I leave Les Chalets d’Oche (alt 1630 m) as clouds descend. I am headed to Refuge Dent D’Oche (alt 2114 m). Though it is a detour from the main trail, the location comes highly recommended. The first section is a series of mist covered switch backs. Only my huffing and puffing tells me I am climbing. One of my walking rules is that I walk, I don’t scramble, and I certainly don’t climb. The final 150 m of elevation is gained using a series of chains anchored into the rock. Lessons in concentration – don’t look up – don’t look down – check footing – trust the chain. Rule broken and not to be broken again. The descent the next morning is no easier.
It is now Monday 2022-08 08, and I am back on the more regular route headed towards a gîte beyond Chapelle D’Abondance. It has been less that a week since I left Calgary. I am still jet lagged. The excitement of beginning, and the adrenaline required to get to and from last night’s refuge has caught up with me. I think I’ll just lie down in this field and rest a little. I fall asleep for an hour or two.
It is now late afternoon and It’s obvious that I am not going to make my planned destination. A little while later I am at Chalets des Bise. It is composed of 2 or 3 farms, a café, a restaurant, a dormitory for walkers, and one for goats. Plan A – I will call for a taxi to take me as close as possible to my pre-booked lodging. I am in a valley surrounded by mountains. There is no cell service. Plan B – Cell service is available an hour away at the top of the next col. That is not happening. Plan C – A bed for the night is available. The shadows are lengthening.

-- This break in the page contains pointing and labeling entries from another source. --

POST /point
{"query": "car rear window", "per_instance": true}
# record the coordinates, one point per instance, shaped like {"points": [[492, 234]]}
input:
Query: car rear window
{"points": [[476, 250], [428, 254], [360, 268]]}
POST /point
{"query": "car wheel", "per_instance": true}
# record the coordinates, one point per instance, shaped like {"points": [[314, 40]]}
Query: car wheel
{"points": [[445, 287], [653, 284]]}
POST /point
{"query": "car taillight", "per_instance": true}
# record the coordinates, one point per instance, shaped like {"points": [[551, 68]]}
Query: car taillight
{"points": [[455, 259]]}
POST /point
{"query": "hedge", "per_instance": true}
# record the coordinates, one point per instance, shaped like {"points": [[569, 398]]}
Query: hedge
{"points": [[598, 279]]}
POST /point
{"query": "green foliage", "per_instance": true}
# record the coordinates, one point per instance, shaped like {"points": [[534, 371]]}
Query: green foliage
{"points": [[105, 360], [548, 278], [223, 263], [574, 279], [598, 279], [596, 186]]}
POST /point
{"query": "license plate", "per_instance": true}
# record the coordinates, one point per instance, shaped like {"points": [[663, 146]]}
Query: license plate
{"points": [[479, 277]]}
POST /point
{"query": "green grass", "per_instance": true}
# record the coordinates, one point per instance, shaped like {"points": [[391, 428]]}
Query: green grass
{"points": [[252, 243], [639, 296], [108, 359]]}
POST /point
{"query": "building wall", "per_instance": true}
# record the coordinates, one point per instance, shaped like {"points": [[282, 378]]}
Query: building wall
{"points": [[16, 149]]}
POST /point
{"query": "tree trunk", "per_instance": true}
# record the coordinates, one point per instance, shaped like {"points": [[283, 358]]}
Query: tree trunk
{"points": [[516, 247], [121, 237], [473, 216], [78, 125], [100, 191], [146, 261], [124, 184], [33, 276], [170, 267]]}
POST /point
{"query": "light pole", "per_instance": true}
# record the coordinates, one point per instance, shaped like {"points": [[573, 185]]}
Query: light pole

The yellow umbrellas are losing their glare and are starting to glow. I am watching the daily cow parade. I will witness this many more times. None though will be as dramatic as tonight’s parade. In single file the herd winds its way through this settlement along the trail I recently walked headed for the milking barn. The bulls know that they need not apply and go off to their paddock. Someone from somewhere has a photo of me watching the parade as I pet a goat that came to stand beside me. The shadows lengthen a little more, and then there is a goat parade from out of the forest.
Aside: One school of thought says that one should not book ones lodging too many days in advance in case plans have to change. Then there is my approach. During my planning I decided to book all my nights and lodging in advance because the thought of having to deal with logistics and my own inevitable exhaustion was too daunting to consider. As the weeks progressed, I came to appreciate my decision. The night of August 8th was the only off-plan night.
“Finished” images merit my standard black stroke and white framed border. Beginning with this post I am introducing a second class of images. These images don’t have a border and ones I normally wouldn’t share but they do have significance from a diary perspective.